We haven’t heard much lately about the Internal Revenue Service‘s (IRS) targeting of conservative groups, but Investor’s Business Daily posted an editorial yesterday illustrating another aspect of IRS involvement in the 2012 election.

The article explains:

At the same time the IRS harassed Republican nonprofit groups during the 2012 political campaign, it selectively advised black churches and other Democrat nonprofits on how far they can go in campaigning for President Obama and other Democrats.

…U.S. tax code prohibits churches and other nonprofits from “participating or intervening in any political campaign on behalf of, or in opposition to, any candidate for public office.”

The ban includes donations, endorsements, fundraising or any other activity “that may be beneficial or detrimental to any particular candidate.” In the past, black churches have been known to pass out voting guides to members in violation of IRS rules.

Washington constitutional scholar Jonathan Turley at the time blogged that the special campaign training session offered these Obama supporters — with the direct participation of the IRS chief and attorney general — was a “raw” display of political favoritism.
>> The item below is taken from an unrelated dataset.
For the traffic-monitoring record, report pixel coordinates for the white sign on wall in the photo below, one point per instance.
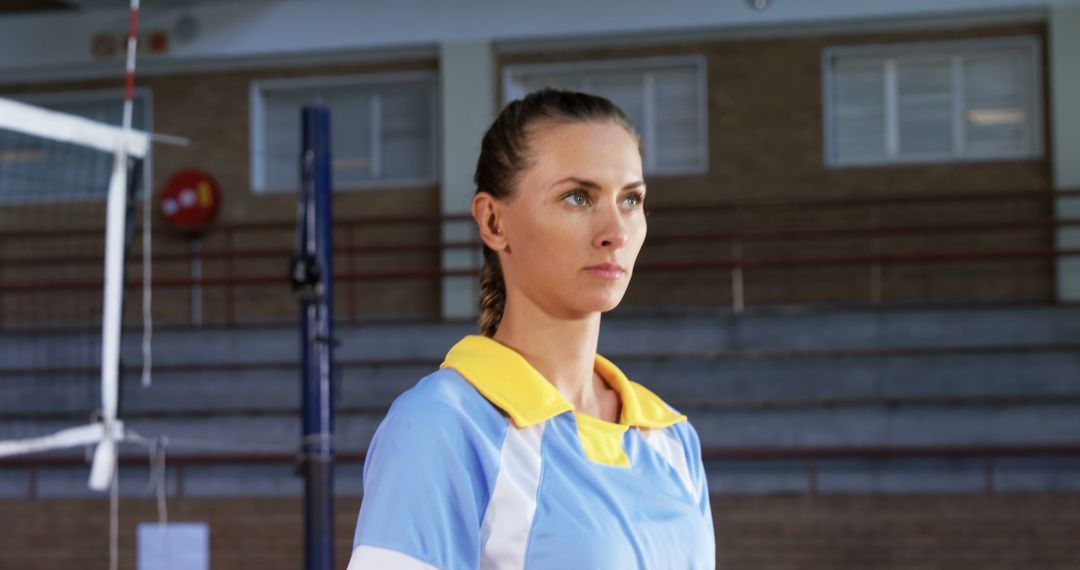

“If (former GOP Attorney General) Alberto Gonzalez went to Congress to brief evangelical religious leaders on campaigning in the presidential election, the hue and cry would be deafening,” Turley said.

Non-black clergy were not afforded the same legal training in campaigning tactics by the Obama administration.

First of all, I have very mixed emotions about the whole idea of churches not being allowed to be politically involved. Theoretically, the church is the moral backbone of America and should be allowed to speak out on political or moral issues that impact America. The law that bars political speech in the church was enacted by Lyndon Johnson in response to a political opponent who was getting support in local churches–it has nothing to do with the U.S. Constitution. In fact, if you study American history, you find that the church has often spoken out about political and moral issues in the past.

The uneven enforcement of the law is one of the major aspects of the Eric Holder Justice Department and the politicized IRS. It is time to remove these people from Washington and return America to a place where all men are equal under the law.